You really need to see Samuel L. Jackson here. He's so good.
Naomi Watts, one of our best actresses around now, has an elevator scene in Mother and Child that just wore me out. I sat there and whispered, "Wow." Amazing. And if only the Vatican could be as contemporary and liberal as the nun in this fine film.
I'd pitch Django Unchained followed by Mother and Child as a weekend Samuel L. Jackson & Kerry Washington double feature DVD rental. But Tarantino's western is excessive. He could've brought in a good movie at 2 hours and 10 minutes. It's nearly 3 hours long because Quentin had to get his Sam (The Wild Bunch) Peckinpah groove on ("If they move, kill 'em"). Rodrigo Garcia's Mother and Child clocks in at 2 hours.
As you may know, director/screenwriter Spike Lee, someone who also writes himself into is movies, was livid with Tarantino and his Django Unchained. I don't know if he actually saw the film but he was fuming about Tarantino's version and vision of African-American history. Spike made a movie that also screened last year, like Django Unchained. Let's just say Spike's Red Hook Summer was not in a league with Do The Right Thing, Malcolm X and his brilliant, searing documentary Four Little Girls.
I saw Red Hook Summer last summer at a private screening in New York City. I was in town for a few days to tape a TV pilot. I don't think Spike's film was released nationwide. That's for the best. It should not have been released. It should've been denied parole. Red Hook Summer clocked in at 2 hours but felt like it was nearly 3.
It's sort of a follow-up to Do The Right Thing. But there are too many storylines and, despite some good actors (most notably Clarke Peters from HBO's The Wire as a Brooklyn pastor), the film drags and feels dated. The saddest element is that Mookie from Do The Right Thing is in it. He's got Morgan Freeman hair now and he is still delivering pizzas in that Brooklyn neighborhood. No, he's not managing the pizza joint. He didn't move up. He's still delivering pizza and dressed like he was in 1989. This sight made us black folks at the screening groan "Oh, Lawd. Help him, Jesus."

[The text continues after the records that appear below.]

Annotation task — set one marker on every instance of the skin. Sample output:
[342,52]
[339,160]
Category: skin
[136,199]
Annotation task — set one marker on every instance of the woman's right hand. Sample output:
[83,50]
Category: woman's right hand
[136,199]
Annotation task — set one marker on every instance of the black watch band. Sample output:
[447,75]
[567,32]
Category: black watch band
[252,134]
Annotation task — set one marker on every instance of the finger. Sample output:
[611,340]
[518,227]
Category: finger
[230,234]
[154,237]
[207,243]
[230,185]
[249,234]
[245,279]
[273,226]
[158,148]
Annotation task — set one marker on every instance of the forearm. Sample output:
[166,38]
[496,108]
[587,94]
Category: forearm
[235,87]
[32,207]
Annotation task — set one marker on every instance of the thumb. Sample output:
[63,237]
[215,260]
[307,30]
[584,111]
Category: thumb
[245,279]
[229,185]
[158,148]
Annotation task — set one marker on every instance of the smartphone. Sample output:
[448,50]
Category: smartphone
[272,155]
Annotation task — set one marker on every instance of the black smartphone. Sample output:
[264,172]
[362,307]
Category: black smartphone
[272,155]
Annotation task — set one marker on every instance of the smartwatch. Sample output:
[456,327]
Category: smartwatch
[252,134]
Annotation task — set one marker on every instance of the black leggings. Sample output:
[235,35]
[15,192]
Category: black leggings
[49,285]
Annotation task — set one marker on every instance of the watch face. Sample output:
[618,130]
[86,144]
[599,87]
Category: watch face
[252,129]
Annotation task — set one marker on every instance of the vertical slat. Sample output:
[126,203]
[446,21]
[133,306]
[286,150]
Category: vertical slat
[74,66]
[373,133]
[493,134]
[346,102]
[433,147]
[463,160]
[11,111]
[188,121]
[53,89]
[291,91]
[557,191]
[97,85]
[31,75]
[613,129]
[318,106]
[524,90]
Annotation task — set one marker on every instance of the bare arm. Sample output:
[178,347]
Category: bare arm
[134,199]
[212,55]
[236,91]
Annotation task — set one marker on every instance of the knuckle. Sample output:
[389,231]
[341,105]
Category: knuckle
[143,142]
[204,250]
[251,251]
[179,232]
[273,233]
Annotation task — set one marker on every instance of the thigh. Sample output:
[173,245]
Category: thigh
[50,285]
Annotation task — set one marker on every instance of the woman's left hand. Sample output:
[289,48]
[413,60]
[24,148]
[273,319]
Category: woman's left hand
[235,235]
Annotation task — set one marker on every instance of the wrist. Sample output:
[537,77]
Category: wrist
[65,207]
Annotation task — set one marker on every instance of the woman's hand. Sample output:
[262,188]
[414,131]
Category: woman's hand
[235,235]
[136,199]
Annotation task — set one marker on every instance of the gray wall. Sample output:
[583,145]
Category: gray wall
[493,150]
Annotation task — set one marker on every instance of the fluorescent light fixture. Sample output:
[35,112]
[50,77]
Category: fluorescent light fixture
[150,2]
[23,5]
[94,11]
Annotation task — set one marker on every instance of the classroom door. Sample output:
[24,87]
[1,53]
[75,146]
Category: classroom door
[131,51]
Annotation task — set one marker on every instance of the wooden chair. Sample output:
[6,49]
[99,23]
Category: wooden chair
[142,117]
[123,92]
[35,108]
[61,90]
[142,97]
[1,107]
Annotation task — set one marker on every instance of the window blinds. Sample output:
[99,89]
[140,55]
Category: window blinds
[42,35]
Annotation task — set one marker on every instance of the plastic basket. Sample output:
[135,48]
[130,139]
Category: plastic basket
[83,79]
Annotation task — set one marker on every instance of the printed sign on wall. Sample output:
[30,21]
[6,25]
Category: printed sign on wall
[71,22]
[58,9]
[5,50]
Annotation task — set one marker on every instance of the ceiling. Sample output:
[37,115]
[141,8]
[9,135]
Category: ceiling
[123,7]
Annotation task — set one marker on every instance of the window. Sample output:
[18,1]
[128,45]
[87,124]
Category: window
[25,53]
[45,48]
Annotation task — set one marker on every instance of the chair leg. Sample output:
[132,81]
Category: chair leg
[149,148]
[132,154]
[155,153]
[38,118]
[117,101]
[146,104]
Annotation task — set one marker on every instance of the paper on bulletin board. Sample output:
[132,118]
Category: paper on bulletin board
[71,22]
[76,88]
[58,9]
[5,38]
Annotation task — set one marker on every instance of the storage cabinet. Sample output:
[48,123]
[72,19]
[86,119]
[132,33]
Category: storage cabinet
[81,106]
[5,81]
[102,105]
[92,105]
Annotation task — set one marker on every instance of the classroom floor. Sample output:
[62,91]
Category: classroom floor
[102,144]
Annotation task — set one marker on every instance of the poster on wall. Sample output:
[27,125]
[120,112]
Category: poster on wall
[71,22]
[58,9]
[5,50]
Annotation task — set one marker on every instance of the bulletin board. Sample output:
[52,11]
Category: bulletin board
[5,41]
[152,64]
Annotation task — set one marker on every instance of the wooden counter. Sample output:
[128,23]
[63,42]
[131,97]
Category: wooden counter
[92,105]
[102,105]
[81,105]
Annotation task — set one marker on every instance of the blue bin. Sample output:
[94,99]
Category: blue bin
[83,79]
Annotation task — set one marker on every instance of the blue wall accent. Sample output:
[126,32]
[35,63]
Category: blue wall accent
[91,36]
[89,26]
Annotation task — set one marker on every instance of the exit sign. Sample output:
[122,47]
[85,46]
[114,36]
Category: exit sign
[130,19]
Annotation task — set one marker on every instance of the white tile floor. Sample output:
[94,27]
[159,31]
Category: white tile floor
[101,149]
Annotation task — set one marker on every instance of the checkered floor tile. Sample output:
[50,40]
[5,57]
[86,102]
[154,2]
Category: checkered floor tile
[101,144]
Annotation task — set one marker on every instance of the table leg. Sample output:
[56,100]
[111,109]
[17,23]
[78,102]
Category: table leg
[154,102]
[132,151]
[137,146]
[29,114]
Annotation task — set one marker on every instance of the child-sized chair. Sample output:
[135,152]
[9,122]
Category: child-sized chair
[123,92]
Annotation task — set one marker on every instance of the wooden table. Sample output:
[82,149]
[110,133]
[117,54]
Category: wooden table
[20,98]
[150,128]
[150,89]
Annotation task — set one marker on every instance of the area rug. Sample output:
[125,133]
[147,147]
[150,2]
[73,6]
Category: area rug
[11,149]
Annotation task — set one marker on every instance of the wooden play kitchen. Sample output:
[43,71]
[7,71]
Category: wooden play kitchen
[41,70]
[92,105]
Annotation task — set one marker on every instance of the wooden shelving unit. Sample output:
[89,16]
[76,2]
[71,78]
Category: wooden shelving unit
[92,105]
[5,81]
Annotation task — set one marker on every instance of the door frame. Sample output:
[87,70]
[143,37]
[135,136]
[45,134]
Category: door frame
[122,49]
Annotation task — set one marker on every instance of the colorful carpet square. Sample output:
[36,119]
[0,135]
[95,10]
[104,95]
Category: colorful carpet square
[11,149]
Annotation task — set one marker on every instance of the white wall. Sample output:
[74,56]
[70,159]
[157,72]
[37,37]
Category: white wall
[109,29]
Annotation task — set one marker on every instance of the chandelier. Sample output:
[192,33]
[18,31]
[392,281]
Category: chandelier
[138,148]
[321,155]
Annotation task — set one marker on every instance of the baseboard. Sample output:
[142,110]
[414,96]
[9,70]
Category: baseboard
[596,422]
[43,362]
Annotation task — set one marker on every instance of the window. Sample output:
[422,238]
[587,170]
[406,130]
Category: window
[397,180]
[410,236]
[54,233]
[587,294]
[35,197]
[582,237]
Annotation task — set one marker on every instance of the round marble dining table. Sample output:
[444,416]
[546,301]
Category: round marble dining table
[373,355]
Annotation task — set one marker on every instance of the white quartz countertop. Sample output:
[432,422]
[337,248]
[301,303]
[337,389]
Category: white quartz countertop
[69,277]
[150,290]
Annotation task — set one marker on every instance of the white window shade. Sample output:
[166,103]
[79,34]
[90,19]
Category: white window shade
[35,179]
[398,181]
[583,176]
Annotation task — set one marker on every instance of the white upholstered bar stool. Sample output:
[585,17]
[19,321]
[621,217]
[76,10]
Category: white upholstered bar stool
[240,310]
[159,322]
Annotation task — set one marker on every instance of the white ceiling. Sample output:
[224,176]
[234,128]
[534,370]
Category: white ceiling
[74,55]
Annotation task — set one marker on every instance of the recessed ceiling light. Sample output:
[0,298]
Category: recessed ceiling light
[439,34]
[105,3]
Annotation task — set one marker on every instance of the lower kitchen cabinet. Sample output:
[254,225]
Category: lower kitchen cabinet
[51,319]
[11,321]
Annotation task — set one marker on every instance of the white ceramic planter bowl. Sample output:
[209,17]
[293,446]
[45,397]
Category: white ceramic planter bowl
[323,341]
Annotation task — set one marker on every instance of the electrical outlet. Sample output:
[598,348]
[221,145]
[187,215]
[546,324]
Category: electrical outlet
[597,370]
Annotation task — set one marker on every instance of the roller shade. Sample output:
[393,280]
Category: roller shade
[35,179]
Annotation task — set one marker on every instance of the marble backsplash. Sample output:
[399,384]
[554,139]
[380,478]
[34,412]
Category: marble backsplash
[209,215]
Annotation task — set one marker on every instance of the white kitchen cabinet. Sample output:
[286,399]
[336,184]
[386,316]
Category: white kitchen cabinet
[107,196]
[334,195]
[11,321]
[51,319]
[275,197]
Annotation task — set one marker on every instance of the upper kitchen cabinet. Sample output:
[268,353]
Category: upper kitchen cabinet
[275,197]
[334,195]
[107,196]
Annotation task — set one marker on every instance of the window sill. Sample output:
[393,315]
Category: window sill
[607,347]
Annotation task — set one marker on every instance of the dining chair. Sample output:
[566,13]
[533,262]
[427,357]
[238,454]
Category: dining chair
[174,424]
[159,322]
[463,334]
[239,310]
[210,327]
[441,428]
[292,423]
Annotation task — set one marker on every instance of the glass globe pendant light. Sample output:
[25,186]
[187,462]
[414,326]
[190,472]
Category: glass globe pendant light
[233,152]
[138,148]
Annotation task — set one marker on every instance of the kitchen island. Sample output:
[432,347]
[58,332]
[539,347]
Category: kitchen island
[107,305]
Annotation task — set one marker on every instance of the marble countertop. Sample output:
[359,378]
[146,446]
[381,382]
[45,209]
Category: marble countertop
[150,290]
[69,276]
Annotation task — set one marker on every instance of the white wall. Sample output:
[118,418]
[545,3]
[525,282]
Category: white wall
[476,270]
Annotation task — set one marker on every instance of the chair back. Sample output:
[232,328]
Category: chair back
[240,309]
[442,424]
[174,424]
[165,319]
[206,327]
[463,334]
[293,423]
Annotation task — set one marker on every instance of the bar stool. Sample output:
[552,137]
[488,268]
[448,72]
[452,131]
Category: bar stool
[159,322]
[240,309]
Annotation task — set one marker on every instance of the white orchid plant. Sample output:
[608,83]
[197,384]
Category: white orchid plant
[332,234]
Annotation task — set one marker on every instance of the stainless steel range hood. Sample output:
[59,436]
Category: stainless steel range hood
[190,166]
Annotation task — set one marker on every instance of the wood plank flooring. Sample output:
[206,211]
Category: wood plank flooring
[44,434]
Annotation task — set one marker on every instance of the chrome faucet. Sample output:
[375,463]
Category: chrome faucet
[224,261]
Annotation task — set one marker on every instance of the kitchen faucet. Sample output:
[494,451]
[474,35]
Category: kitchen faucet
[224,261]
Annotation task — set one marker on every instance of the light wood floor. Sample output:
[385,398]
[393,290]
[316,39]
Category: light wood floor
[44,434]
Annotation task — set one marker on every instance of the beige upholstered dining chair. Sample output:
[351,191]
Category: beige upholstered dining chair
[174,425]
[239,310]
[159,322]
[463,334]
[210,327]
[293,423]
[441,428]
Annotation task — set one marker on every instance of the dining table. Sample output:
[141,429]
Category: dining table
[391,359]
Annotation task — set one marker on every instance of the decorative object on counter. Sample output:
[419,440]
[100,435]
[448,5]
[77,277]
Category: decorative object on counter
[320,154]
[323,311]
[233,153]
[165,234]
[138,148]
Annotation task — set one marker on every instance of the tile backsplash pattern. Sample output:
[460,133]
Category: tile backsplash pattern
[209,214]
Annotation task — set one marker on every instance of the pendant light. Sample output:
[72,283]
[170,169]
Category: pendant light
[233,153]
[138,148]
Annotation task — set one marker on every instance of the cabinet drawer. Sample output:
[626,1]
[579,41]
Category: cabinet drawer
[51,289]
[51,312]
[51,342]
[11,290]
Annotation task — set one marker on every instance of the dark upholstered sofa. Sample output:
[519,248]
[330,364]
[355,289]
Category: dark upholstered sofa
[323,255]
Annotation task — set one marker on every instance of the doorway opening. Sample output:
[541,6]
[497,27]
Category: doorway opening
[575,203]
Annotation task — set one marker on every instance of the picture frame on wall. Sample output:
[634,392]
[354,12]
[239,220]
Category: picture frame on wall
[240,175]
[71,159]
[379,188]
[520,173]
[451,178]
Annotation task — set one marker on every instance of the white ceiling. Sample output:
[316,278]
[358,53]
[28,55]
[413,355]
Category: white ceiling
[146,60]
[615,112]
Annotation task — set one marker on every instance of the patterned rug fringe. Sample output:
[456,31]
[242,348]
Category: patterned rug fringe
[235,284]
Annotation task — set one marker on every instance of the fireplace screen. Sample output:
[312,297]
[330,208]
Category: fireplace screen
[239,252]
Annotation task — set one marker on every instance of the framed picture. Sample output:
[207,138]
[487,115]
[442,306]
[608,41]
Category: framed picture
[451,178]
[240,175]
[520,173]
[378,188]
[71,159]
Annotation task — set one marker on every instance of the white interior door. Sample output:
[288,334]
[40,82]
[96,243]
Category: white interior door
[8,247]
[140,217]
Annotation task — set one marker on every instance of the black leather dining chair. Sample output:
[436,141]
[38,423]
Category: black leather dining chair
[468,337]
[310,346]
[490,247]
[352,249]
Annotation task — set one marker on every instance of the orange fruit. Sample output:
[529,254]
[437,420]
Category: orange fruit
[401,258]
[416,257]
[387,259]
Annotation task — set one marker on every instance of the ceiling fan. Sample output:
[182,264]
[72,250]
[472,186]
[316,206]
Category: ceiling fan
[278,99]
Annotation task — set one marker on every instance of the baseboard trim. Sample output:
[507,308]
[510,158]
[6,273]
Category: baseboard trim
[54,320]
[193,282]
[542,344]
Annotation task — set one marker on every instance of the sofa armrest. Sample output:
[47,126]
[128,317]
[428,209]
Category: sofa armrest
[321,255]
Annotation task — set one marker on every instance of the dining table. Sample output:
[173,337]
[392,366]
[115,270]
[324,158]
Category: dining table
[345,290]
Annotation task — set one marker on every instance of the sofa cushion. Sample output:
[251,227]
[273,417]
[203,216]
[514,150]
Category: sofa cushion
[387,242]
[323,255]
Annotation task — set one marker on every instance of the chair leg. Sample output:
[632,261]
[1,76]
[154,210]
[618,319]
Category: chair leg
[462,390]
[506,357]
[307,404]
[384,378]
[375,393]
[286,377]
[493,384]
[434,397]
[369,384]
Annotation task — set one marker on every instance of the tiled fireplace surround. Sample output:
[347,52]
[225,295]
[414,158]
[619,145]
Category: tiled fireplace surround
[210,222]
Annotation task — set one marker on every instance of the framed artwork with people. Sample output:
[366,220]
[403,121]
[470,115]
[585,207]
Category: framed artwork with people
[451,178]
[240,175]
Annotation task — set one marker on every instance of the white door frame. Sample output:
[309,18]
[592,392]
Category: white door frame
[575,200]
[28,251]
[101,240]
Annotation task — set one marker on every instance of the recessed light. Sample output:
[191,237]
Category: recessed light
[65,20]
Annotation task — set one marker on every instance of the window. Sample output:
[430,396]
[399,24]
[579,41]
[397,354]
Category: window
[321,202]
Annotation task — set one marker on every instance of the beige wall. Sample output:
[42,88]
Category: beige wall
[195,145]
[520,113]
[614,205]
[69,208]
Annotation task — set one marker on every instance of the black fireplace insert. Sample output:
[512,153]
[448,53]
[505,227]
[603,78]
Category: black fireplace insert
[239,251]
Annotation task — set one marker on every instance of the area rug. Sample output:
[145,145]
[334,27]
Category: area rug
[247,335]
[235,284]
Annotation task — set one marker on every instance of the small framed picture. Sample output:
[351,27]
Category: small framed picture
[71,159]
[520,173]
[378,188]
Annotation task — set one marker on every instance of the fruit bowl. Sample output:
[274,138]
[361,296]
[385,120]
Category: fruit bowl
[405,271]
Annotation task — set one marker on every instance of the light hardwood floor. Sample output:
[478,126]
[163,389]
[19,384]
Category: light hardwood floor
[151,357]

Tarantino gave the public a film it wanted to see, a film that touched the current pulse in society. It was a revenge fantasy set in the past that worked for these modern times. We've been slapped in the face with the fact that America is not "post-racial" just because a black politician was elected to presidency in the White House. Some of the old attitudes still exist in a new generation.
I've blogged that African-American playwright August Wilson won two Pulitzer Prize awards for Drama. However, neither of those 1987 and 1990 plays has been turned into a big screen project like plays by Edward Albee, Tennessee Williams, Neil Simon and David Mamet. Has Spike tried to direct a Hollywood adaptation of a Wilson play?
Christoph Waltz would've totally rocked in a Mel Brooks comedy like Young Frankenstein or Blazing Saddles. If you see him host Saturday Night Live, you know what I mean. What a talented actor. He earned those two Oscars.